Two ultrasonic instruments

Sonic and ultrasonic scalers are powered by a system that causes the tip to vibrate. Sonic scalers are powered by an air-driven turbine. Ultrasonic scalers use either magnetostrictive or piezoelectric systems to create vibration. Magnetostrictive scalers use a stack of metal plates bonded to the tool tip. The stack is induced to vibrate by an external coil connected to an AC source. Ultrasonic scalers also include a liquid output or lavage, which aids in cooling the tool during use, as well as rinsing all the unwanted materials from the teeth and gum line. The lavage can also be used to deliver antimicrobial agents.

Although the final result of ultrasonic scalers can be produced by using hand scalers, ultrasonic scalers are sometimes faster and less irritating to the client. Ultrasonic scalers do create aerosols which can spread pathogens when a client carries an infectious disease. Research differs on whether there is a difference in effectiveness between ultrasonic scalers and hand instruments.
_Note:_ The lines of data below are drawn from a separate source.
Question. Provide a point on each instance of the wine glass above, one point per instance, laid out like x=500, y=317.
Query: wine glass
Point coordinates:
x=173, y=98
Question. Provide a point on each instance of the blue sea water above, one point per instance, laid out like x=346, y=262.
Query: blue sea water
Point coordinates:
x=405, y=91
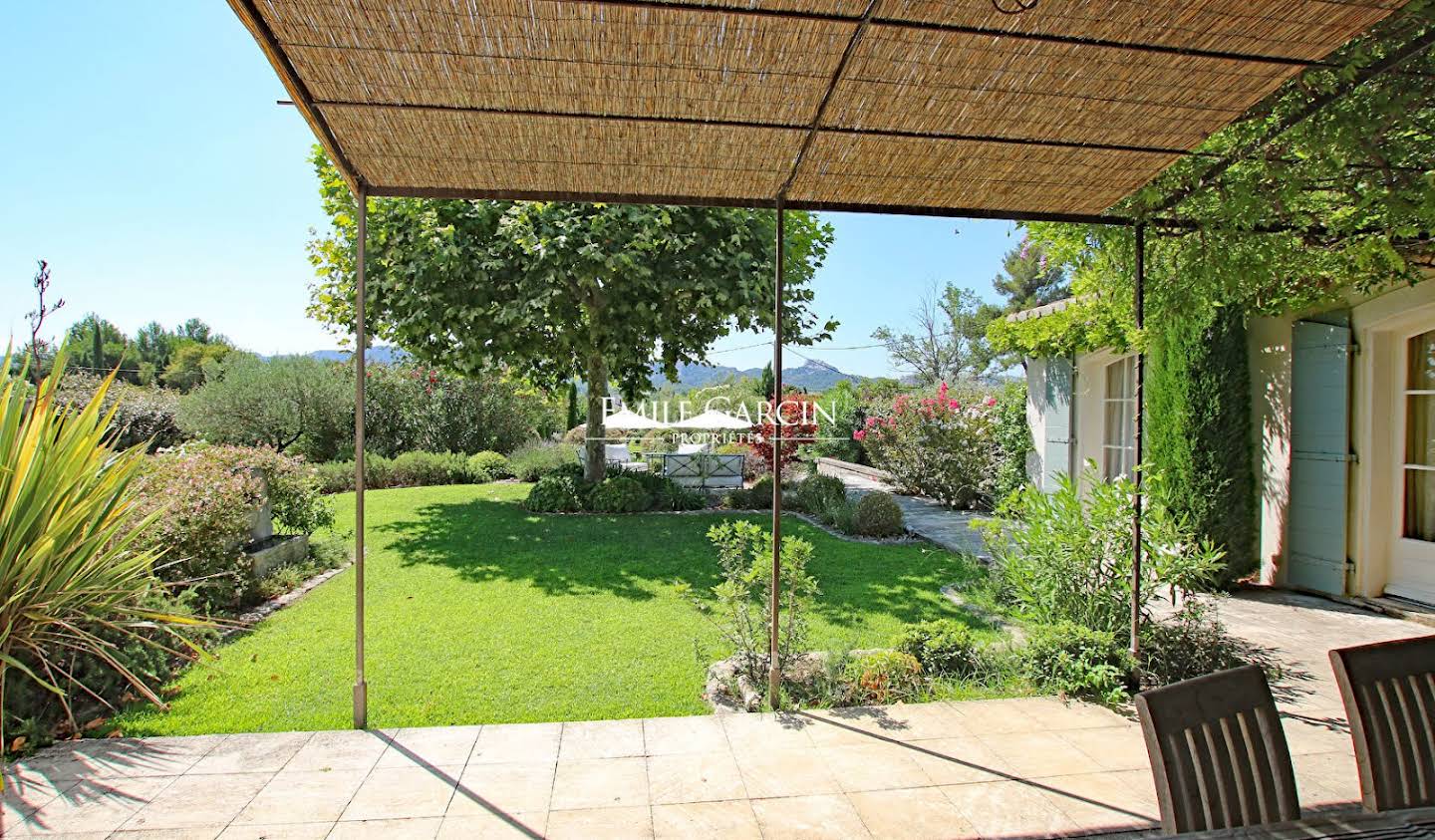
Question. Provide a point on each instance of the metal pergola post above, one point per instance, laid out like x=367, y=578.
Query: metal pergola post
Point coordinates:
x=361, y=339
x=1140, y=305
x=775, y=589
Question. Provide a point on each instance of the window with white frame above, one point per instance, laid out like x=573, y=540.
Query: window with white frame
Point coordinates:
x=1419, y=438
x=1118, y=443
Of particular importance to dentists themselves is that the use of an ultrasonic scaler may reduce the risk of repetitive stress injury, because ultrasonic scalers require less pressure and repetition compared to hand scalers.

A new addition to the tools used to treat periodontal disease is the dental laser. Lasers of differing strengths are used for many procedures in modern dentistry, including fillings. In a periodontal setting, a laser may be used following scaling and root planing in order to promote healing of the tissues.